本发明中质粒pACYC-gabTD、pET28a-LGOX以及菌株E.coliBL21-22AB具体构建方法见本课题组已公开专利:一种双细胞耦合催化生产戊二酸的方法以及利用大肠杆菌表达DavA、DavB、GabD、GabT和LGOX产戊二酸的方法。
实施例1 过表达谷氨酸转运基因agtABCD
1.重组菌株E.coli BL-YDT(agtABCD)-28LGOX的构建
将agtABCD基因密码子优化后交由思普金生物科技有限公司合成于载体pACYC-gabTD的NcoI/EcoR I酶切位点之间,转入大肠杆菌Trans1-T1,PCR筛选阳性菌株Trans1-T1-pACYC-gabTD(agtABCD)并进行DNA测序,验证重组质粒构建正确。
将阳性菌株Trans1-T1-pACYC-gabTD(agtABCD)接种至5ml LB/Cmr液体培养基,所述LB/Cmr液体培养基组成为:蛋白胨10g/L、酵母粉5g/L、氯化钠5g/L,于37℃、200rpm 条件下振荡培养过夜。

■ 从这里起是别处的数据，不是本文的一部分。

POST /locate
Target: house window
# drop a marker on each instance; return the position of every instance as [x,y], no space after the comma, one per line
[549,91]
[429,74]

24小时后按照天根质粒提试剂盒操作说明提取质粒pACYC-gabTD(agtABCD)。分别取2μL pACYC-gabTD(agtABCD)以及pET28a-LGOX共同导入 E .coli BL21(DE3)中,并涂布在含有35mg/L氯霉素抗性和50mg/L卡那霉素抗性的平板上,37℃过夜培养,得到重组菌株E.coli BL-YDT(agtABCD)-28LGOX。
2.双细胞耦合催化生产戊二酸
将重组菌株E .coli BL-22AB的单菌落接种到含有100mg/L氨苄青霉素抗性的5mlLB摇管里,37℃培养6-8h后,全部转接到含有100mg/L氨苄青霉素抗性的100ml摇瓶里,37℃培养至OD600=0 .3,加入1mmol的IPTG,20℃诱导12h,7000g离心5min,得到重组菌株E .coliBL-22AB的细胞;
挑取重组菌株E .coli BL-YDT(agtABCD)-28LGOX的单菌落接种到含有35mg/L氯霉素抗性和50mg/L卡那霉素抗性的5mlLB摇管里,37℃培养6-8h后,转接到含有35mg/L氯霉素抗性和50mg/L卡那霉素抗性的100ml摇瓶里,37℃分别培养至OD600为0.3,加入0 .5mmol的IPTG,20℃诱导12h,7000g离心5min,得到重组菌株E.coli BL-YDT(agtABCD)-28LGOX的细胞;将收集好的细胞用pH 7.0的PBS重悬并浓缩加入到催化体系中,加入底物L-赖氨酸和L-谷氨酸钠催化反应生成戊二酸。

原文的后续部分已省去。